Simple cash fines are not the only nor the most effective means of going about this, however. Equity fines, probation and community service could be more effective sanctions.

Equity fines require corporate criminals to issue stock equal in value to any fine imposed. They allow the criminal justice system to assign a monetary penalty greater than the cash holdings of the given violator. By diminishing the value of the company's stock, equity fines also make shareholders directly aware of violations, which makes management uneasy.

Probation and community service are complementary and can be used to rehabilitate corporate criminals. Probation is an umbrella term that encompasses such measures as the revocation of corporate charters and tax abatements and adverse publicity sanctions. For corporations convicted of a felony involving loss of life or serious injury, federal subsidies should be revoked for a specified period. These would include tax abatements, tax credits and federal purchasing of the company's product.

Adverse publicity could be included in the probation, with companies required to advertise conviction details. The power of negative publicity is profound--consider the millions of dollars corporations spend on image advertising.

Community service could entail the company putting its particular expertise to use in a socially beneficial manner.
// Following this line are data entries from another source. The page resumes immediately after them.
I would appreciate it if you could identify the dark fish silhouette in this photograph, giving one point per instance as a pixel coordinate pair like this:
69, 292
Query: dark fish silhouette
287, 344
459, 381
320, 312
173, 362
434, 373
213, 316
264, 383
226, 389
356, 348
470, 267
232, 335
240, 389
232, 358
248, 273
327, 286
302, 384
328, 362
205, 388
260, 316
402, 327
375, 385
For example, a company that is the sole source of a certain product could be forced to provide it free of charge to the government. This is particularly relevant in defense-related industries, which often are sole suppliers as well as notorious lawbreakers.

Reining in corporate crime is going to require a break with the past; slap-on-the-wrist fines do not deter illegal behavior. The maiming and killing of innocent victims cannot be treated as the unfortunate, yet inevitable, result of corporate activity. New and effective sanctions are required to stop the corporate crime wave. Unless the legal system meaningfully redresses the abuses of corporate crime, corporations will continue to operate beyond the effective power of the law.